Data analytics and machine learning are increasingly used every day and companies that attempt the adventure also face integration problems in general. To meet these challenges, IBM just introduced CodeFlare, an open source framework, which is based on the Ray distributed system from the RISE laboratory from the University of California at Berkeley for machine learning models.
CodeFlare aims to simplify the AI iteration process with specific elements to scale flows data work and grew out of a project in the IBM group responsible for creating one of the world's first 2-nanometer prototype chips.
IBM says CodeFlare helps simplify the integration and efficient scaling of big data and artificial intelligence workflows in multi-cloud infrastructures.
"CodeFlare takes the notion of simplified machine learning ... one step further, going beyond isolated steps to seamlessly integrate end-to-end pipelines with a data scientist-friendly interface such as Python, not containers," Priya Nagpurkar, Principal Hybrid Cloud Platform at IBM Research, VentureBeat said via email… differentiates itself by simplifying the integration and scaling of entire pipelines with a unified runtime and programming interface. "

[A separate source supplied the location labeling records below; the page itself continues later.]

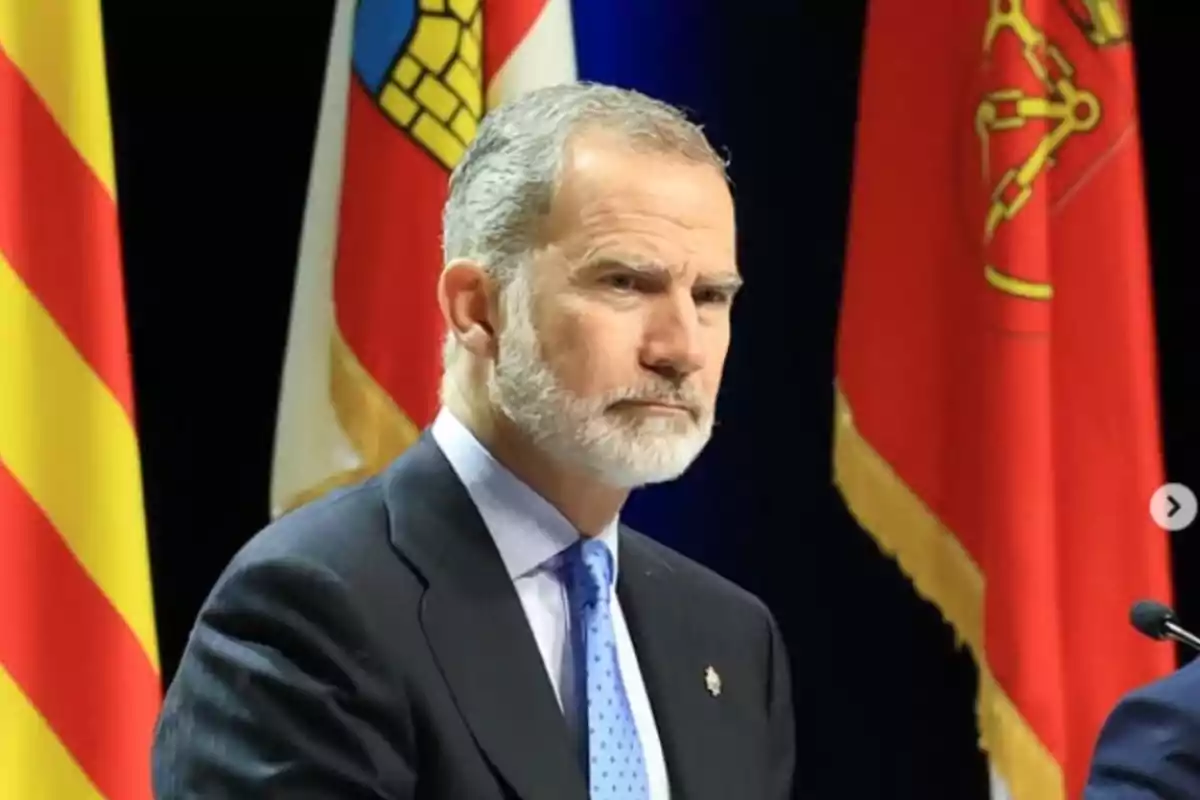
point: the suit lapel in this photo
(478, 631)
(673, 657)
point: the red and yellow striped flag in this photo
(79, 685)
(997, 427)
(406, 86)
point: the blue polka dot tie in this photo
(615, 761)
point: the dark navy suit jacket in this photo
(371, 645)
(1150, 745)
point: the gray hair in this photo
(505, 181)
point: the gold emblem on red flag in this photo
(1042, 108)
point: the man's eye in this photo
(712, 296)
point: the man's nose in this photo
(672, 346)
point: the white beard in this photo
(622, 450)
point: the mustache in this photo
(666, 394)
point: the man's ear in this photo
(466, 295)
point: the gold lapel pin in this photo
(713, 681)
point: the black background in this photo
(214, 109)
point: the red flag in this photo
(997, 425)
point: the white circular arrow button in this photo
(1173, 506)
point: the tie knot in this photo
(589, 570)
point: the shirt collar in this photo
(527, 529)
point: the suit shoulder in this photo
(700, 578)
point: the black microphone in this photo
(1157, 621)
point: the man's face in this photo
(613, 343)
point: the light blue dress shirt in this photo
(529, 534)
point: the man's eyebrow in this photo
(730, 281)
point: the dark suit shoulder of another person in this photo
(1150, 745)
(370, 644)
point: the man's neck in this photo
(587, 504)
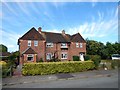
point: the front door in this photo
(81, 56)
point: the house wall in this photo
(40, 49)
(75, 51)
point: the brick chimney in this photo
(39, 29)
(63, 32)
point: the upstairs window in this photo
(30, 57)
(35, 43)
(49, 56)
(64, 56)
(63, 44)
(77, 44)
(81, 45)
(29, 42)
(49, 44)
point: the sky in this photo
(93, 20)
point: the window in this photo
(30, 57)
(35, 43)
(49, 56)
(49, 44)
(81, 45)
(29, 42)
(63, 44)
(77, 44)
(64, 56)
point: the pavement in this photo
(19, 79)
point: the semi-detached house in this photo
(37, 44)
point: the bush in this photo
(5, 69)
(41, 60)
(86, 57)
(56, 67)
(75, 58)
(115, 63)
(96, 59)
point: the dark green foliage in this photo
(41, 60)
(55, 60)
(86, 57)
(96, 59)
(115, 63)
(3, 48)
(12, 59)
(75, 58)
(56, 67)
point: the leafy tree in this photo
(3, 48)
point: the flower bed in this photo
(56, 67)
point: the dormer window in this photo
(63, 45)
(77, 44)
(29, 42)
(35, 43)
(49, 44)
(81, 45)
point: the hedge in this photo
(56, 67)
(75, 58)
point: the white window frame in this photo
(64, 55)
(49, 56)
(49, 44)
(29, 42)
(30, 55)
(81, 45)
(35, 43)
(64, 45)
(77, 45)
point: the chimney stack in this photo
(63, 32)
(39, 29)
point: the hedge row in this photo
(56, 67)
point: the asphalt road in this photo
(92, 82)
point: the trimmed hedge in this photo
(75, 58)
(56, 67)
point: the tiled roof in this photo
(54, 37)
(4, 54)
(32, 34)
(29, 50)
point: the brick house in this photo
(37, 44)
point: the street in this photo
(110, 81)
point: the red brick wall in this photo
(75, 51)
(40, 49)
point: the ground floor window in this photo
(64, 55)
(82, 56)
(49, 56)
(30, 57)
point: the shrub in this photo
(86, 57)
(75, 58)
(5, 69)
(41, 60)
(56, 67)
(96, 59)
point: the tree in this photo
(3, 48)
(98, 48)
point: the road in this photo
(92, 82)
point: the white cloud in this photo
(98, 28)
(9, 39)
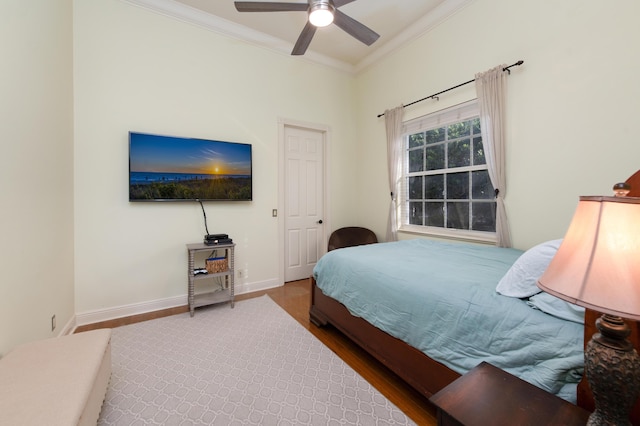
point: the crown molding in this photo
(182, 12)
(425, 24)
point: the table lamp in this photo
(598, 267)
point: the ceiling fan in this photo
(321, 13)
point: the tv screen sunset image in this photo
(174, 168)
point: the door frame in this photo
(283, 123)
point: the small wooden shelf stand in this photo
(199, 298)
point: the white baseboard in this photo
(107, 314)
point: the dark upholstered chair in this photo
(351, 236)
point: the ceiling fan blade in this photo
(260, 6)
(355, 28)
(304, 40)
(338, 3)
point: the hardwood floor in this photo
(295, 298)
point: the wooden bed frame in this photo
(424, 374)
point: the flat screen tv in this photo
(167, 168)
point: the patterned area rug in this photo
(250, 365)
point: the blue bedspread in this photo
(440, 298)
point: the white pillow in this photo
(557, 307)
(522, 278)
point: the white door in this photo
(304, 200)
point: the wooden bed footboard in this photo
(422, 373)
(411, 365)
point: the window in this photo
(446, 185)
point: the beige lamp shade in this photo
(598, 263)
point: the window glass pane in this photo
(484, 217)
(435, 135)
(415, 188)
(459, 130)
(416, 140)
(478, 152)
(435, 214)
(415, 213)
(481, 187)
(459, 153)
(458, 186)
(434, 187)
(416, 160)
(458, 215)
(435, 157)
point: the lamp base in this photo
(612, 367)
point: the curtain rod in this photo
(520, 62)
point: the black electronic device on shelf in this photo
(213, 239)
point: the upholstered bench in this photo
(57, 381)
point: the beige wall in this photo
(572, 106)
(36, 169)
(141, 71)
(66, 218)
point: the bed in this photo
(377, 270)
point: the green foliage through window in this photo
(446, 179)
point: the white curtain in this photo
(393, 123)
(490, 88)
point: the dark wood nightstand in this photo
(488, 395)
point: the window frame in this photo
(451, 115)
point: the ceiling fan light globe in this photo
(321, 15)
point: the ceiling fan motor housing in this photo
(321, 12)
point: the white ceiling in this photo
(397, 21)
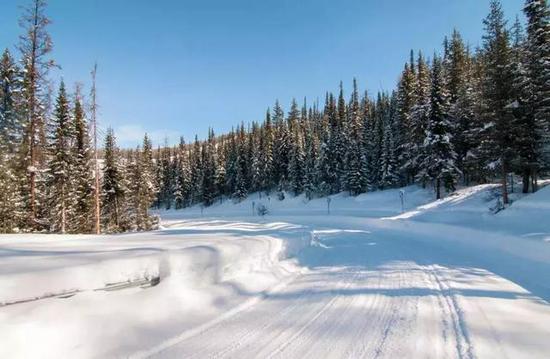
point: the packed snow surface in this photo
(375, 278)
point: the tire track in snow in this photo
(451, 310)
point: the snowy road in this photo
(444, 280)
(371, 295)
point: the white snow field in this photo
(445, 279)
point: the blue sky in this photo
(172, 67)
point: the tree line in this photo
(462, 116)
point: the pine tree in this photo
(240, 190)
(388, 160)
(497, 86)
(438, 163)
(182, 189)
(11, 202)
(114, 189)
(406, 91)
(266, 154)
(35, 46)
(419, 118)
(82, 173)
(538, 67)
(355, 177)
(209, 170)
(10, 92)
(61, 196)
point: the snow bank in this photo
(205, 269)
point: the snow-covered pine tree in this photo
(419, 116)
(438, 164)
(10, 102)
(266, 154)
(296, 168)
(456, 71)
(497, 91)
(114, 189)
(35, 46)
(281, 147)
(147, 186)
(82, 174)
(61, 195)
(525, 159)
(406, 90)
(388, 161)
(182, 185)
(538, 65)
(255, 148)
(241, 189)
(11, 175)
(208, 153)
(355, 181)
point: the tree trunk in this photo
(505, 199)
(534, 185)
(525, 179)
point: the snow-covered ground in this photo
(442, 279)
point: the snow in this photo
(441, 279)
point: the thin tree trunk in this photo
(97, 211)
(525, 179)
(505, 199)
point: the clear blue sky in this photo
(172, 67)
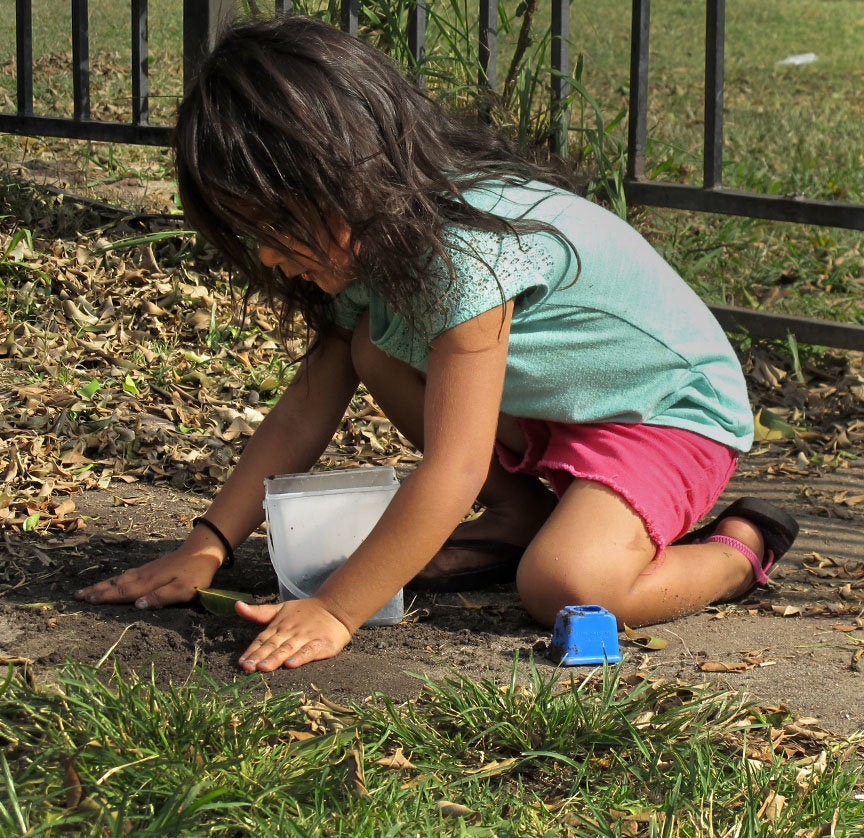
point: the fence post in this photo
(202, 22)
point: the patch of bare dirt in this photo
(797, 645)
(95, 481)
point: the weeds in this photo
(106, 752)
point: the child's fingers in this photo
(298, 632)
(257, 613)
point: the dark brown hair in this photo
(291, 123)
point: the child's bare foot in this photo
(501, 533)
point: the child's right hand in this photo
(172, 578)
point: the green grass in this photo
(789, 129)
(103, 753)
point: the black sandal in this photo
(501, 572)
(779, 530)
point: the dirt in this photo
(797, 644)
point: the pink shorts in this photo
(670, 477)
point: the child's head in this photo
(293, 127)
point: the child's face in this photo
(296, 259)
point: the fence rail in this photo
(203, 18)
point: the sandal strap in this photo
(759, 567)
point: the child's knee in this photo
(548, 584)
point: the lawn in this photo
(108, 753)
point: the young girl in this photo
(522, 337)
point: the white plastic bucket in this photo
(315, 521)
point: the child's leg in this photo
(595, 550)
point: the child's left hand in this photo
(298, 631)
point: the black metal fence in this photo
(202, 19)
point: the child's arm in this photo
(290, 439)
(462, 403)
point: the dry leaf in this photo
(498, 766)
(646, 641)
(396, 760)
(723, 666)
(449, 809)
(786, 610)
(772, 807)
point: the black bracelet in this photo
(228, 561)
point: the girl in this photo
(519, 335)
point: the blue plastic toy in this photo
(584, 634)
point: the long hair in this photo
(291, 124)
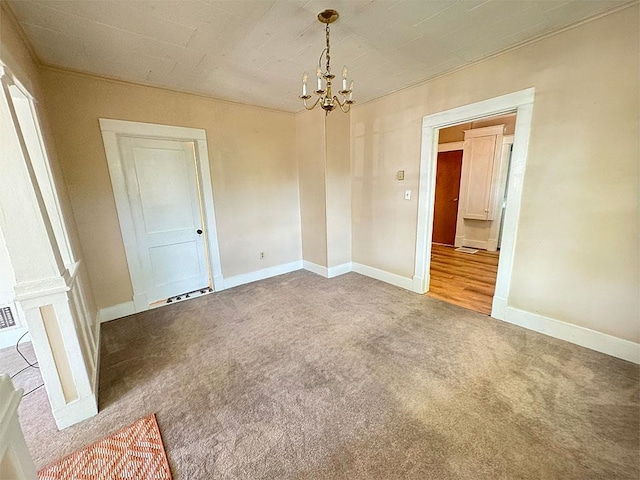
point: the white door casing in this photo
(522, 103)
(113, 133)
(165, 203)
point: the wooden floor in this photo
(464, 279)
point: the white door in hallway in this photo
(164, 196)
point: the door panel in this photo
(445, 213)
(162, 184)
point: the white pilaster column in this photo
(45, 288)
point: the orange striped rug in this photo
(134, 452)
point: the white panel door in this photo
(482, 147)
(162, 185)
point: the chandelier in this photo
(326, 99)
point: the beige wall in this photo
(253, 170)
(325, 186)
(338, 188)
(310, 147)
(576, 256)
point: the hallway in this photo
(464, 279)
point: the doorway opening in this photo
(470, 197)
(521, 103)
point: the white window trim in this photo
(111, 129)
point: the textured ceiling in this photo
(255, 52)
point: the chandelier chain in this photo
(326, 99)
(328, 52)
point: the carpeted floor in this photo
(303, 377)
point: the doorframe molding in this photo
(111, 130)
(522, 103)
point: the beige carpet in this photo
(300, 377)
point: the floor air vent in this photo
(7, 318)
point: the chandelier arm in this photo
(304, 101)
(343, 104)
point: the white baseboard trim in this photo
(237, 280)
(499, 308)
(75, 412)
(218, 283)
(116, 311)
(481, 244)
(9, 338)
(315, 268)
(585, 337)
(327, 272)
(340, 270)
(392, 278)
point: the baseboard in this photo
(339, 270)
(245, 278)
(9, 337)
(116, 311)
(499, 308)
(585, 337)
(392, 278)
(218, 283)
(481, 244)
(75, 412)
(420, 284)
(315, 268)
(327, 272)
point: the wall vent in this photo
(7, 318)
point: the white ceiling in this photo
(255, 51)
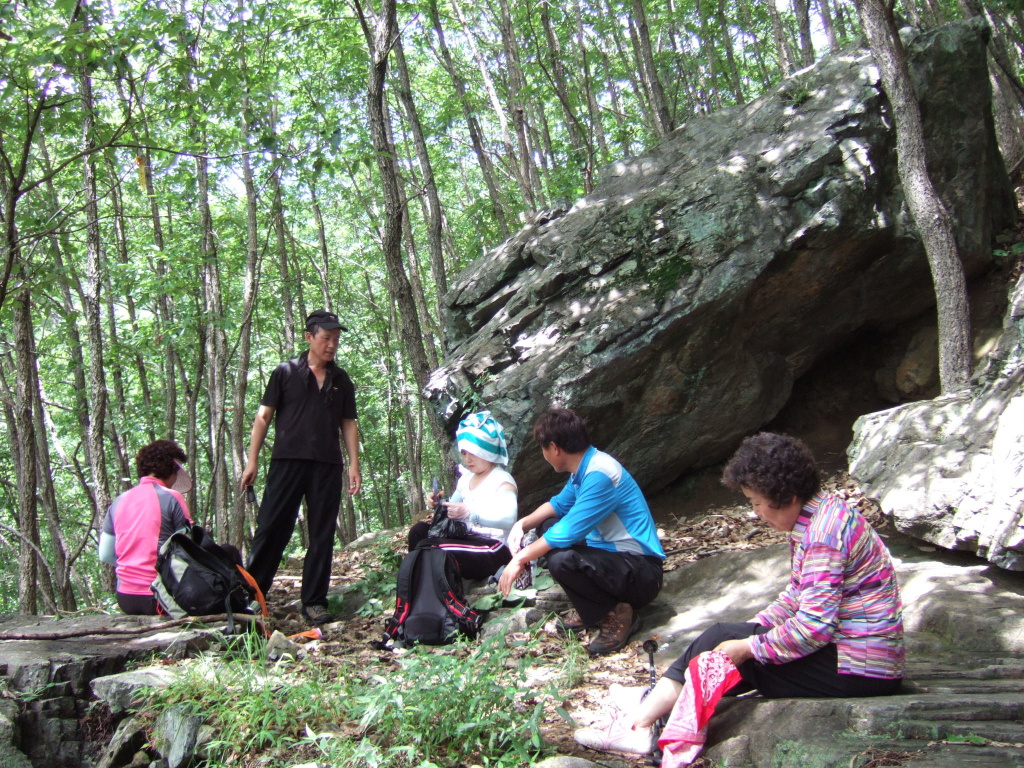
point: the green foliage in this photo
(467, 704)
(374, 595)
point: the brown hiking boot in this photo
(614, 630)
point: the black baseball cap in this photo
(324, 318)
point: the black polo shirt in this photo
(308, 420)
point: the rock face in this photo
(951, 470)
(962, 701)
(676, 305)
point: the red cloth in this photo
(708, 678)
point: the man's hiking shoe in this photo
(614, 630)
(615, 736)
(316, 614)
(525, 579)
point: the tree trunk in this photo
(596, 126)
(25, 448)
(91, 310)
(432, 202)
(802, 10)
(931, 216)
(828, 25)
(535, 198)
(250, 294)
(783, 47)
(498, 206)
(648, 71)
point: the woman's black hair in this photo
(777, 466)
(158, 459)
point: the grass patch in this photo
(468, 704)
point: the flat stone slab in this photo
(55, 665)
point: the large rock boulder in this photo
(676, 305)
(951, 470)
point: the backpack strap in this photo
(401, 605)
(259, 593)
(469, 620)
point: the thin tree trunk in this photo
(802, 10)
(24, 449)
(596, 126)
(783, 47)
(508, 145)
(324, 265)
(91, 309)
(380, 35)
(432, 203)
(516, 92)
(648, 72)
(931, 216)
(250, 294)
(827, 24)
(734, 81)
(498, 206)
(582, 153)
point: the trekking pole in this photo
(650, 645)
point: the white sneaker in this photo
(616, 736)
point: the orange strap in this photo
(252, 583)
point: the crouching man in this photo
(598, 536)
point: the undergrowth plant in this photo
(466, 704)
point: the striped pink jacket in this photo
(843, 590)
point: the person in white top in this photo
(484, 499)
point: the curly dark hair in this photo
(776, 466)
(158, 459)
(563, 427)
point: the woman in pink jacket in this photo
(140, 520)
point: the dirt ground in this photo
(346, 642)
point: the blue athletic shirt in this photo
(603, 505)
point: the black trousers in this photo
(137, 605)
(478, 556)
(814, 676)
(596, 580)
(287, 482)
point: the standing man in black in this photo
(313, 399)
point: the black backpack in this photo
(196, 577)
(430, 605)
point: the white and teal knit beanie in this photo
(480, 435)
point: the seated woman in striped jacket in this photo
(836, 631)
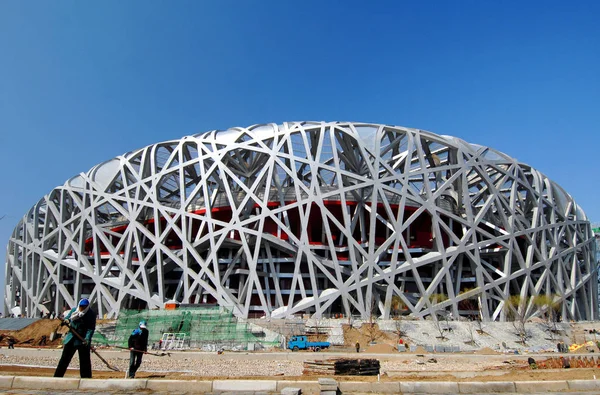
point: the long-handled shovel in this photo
(162, 354)
(91, 348)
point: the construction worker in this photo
(138, 345)
(82, 320)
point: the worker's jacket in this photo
(85, 326)
(138, 340)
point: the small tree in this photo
(435, 299)
(372, 329)
(549, 307)
(516, 311)
(397, 306)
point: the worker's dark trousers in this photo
(85, 365)
(135, 360)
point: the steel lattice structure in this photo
(308, 217)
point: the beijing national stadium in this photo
(307, 218)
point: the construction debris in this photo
(343, 366)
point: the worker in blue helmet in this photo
(81, 319)
(138, 346)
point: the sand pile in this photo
(486, 351)
(381, 348)
(32, 334)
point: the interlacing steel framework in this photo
(308, 217)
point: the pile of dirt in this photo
(367, 334)
(31, 335)
(381, 348)
(486, 351)
(420, 350)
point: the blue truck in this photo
(301, 343)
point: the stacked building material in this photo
(343, 366)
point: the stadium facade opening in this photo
(327, 219)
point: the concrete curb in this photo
(307, 387)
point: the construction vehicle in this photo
(301, 343)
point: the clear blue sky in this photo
(82, 82)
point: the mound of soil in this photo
(486, 351)
(31, 335)
(367, 334)
(381, 348)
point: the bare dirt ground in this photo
(417, 366)
(510, 374)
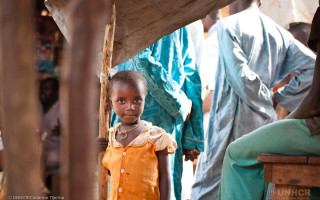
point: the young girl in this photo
(137, 153)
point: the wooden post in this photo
(104, 117)
(19, 99)
(78, 93)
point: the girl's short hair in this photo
(127, 76)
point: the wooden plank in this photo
(314, 160)
(79, 82)
(105, 109)
(289, 192)
(141, 23)
(19, 98)
(298, 174)
(273, 158)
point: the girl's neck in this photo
(126, 125)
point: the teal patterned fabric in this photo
(173, 80)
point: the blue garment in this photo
(173, 80)
(255, 55)
(242, 174)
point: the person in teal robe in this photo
(174, 91)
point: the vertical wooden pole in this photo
(78, 84)
(104, 117)
(19, 98)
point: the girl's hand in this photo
(102, 144)
(191, 154)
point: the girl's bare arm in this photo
(164, 174)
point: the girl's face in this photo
(128, 100)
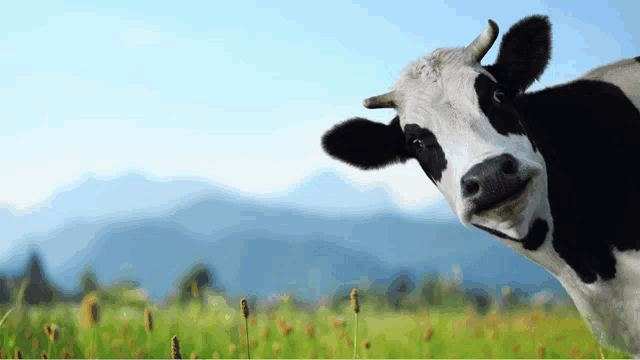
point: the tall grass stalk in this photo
(47, 331)
(355, 307)
(6, 315)
(245, 314)
(148, 326)
(175, 348)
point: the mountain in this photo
(263, 246)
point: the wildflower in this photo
(355, 306)
(90, 311)
(276, 348)
(428, 333)
(311, 330)
(366, 345)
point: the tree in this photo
(88, 282)
(38, 287)
(196, 279)
(400, 288)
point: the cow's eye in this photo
(499, 96)
(417, 144)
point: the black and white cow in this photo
(551, 173)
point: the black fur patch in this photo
(524, 53)
(366, 144)
(589, 135)
(431, 158)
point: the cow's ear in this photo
(366, 144)
(524, 53)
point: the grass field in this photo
(217, 330)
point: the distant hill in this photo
(266, 246)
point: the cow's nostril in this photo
(471, 187)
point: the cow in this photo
(551, 173)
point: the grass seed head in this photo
(148, 321)
(574, 353)
(355, 305)
(366, 344)
(245, 308)
(175, 348)
(540, 351)
(53, 334)
(286, 329)
(428, 333)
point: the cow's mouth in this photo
(510, 197)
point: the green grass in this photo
(212, 329)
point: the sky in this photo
(239, 92)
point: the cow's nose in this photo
(488, 183)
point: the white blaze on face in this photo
(438, 94)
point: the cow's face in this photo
(458, 119)
(459, 125)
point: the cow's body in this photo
(552, 173)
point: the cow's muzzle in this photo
(496, 180)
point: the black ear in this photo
(524, 53)
(366, 144)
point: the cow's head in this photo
(458, 119)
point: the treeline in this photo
(402, 292)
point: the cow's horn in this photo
(380, 101)
(481, 45)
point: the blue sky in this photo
(238, 92)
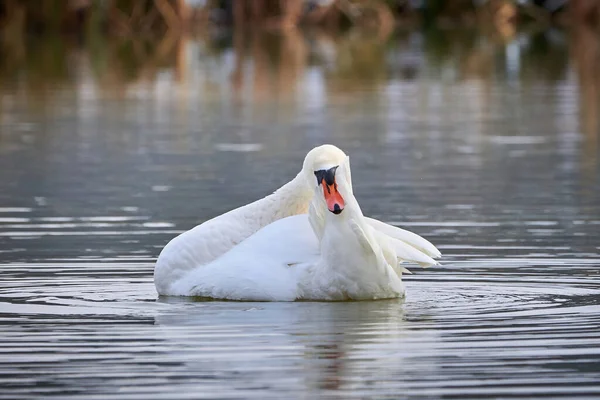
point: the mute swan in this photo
(215, 237)
(331, 253)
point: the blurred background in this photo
(473, 123)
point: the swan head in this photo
(327, 169)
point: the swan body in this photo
(331, 253)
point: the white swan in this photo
(324, 255)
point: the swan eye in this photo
(326, 174)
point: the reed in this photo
(140, 17)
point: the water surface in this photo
(487, 148)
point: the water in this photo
(489, 149)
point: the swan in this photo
(331, 253)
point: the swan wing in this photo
(409, 238)
(260, 268)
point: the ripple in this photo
(458, 333)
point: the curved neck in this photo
(291, 199)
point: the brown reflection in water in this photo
(585, 52)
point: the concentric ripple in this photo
(82, 330)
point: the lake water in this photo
(487, 146)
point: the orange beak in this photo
(335, 201)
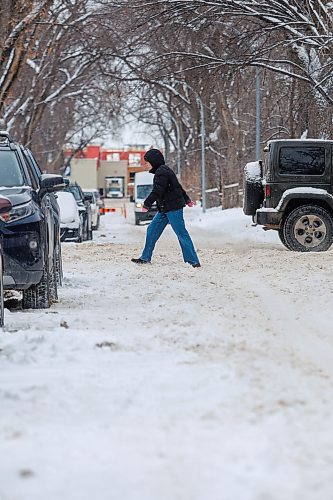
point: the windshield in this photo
(75, 191)
(10, 171)
(143, 191)
(90, 193)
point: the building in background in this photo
(110, 170)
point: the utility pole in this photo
(258, 112)
(203, 153)
(177, 145)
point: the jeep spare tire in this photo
(253, 188)
(308, 228)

In a blog post, IBM explained that creating machine learning models these days is an intensely manual task.. Researchers must first train and optimize a model, which involves tasks such as data cleansing, feature extraction, and then model optimization, and this is where IBM said CodeFlare helps simplify this work.
Since CodeFlare uses an interface based on the Python programming language to create a pipeline, through which it is easier to integrate, parallelize and share data. CodeFlare can then be used to unify pipeline workflows across multiple cloud computing platforms, without learning a new workflow language for each type of infrastructure.
IBM said the pipelines can be deployed on any cloud infrastructure, including the new IBM Cloud Code Engine, which is a serverless platform and Red Hat OpenShift, plus it also provides adapters for event triggers, such as the arrival of a new file, which means the pipes can integrate and connect with other cloud-native ecosystems, IBM said. .
Moreover, it also allows data to be loaded and partitioned from numerous sources, such as cloud object stores, data lakes, and distributed file systems.
The main benefit of using CodeFlare to set up new machine learning projects is speed. The company claimed that when one of its users applied CodeFlare to analyze and optimize 100,000 pipelines to train machine learning models, it reduced the time to run each from four hours to just 15 minutes.
Speed is important, IBM explained, because data sets are getting bigger and bigger, which means machine learning workflows get more complex and complex. As such, researchers spend more time configuring their settings before they can get things done.
"IBM is pursuing this by using open source CodeFlare as a framework for data workers and developers to build artificial intelligence models that can run on any cloud," said Mueller. "CodeFlare runs on RedHat OpenShift and achieves multi-cloud capability from there."
IBM said that:
CodeFlare is going open source today it is available in the IBM repository on GitHub, plus it is also releasing several samples of CodeFlare pipelines that it has created and that run on the IBM Cloud and Red Hat OpenShift.
Finally if you are interested in knowing more about it or be able to review the source code of CodeFlare, you can do it from the following link.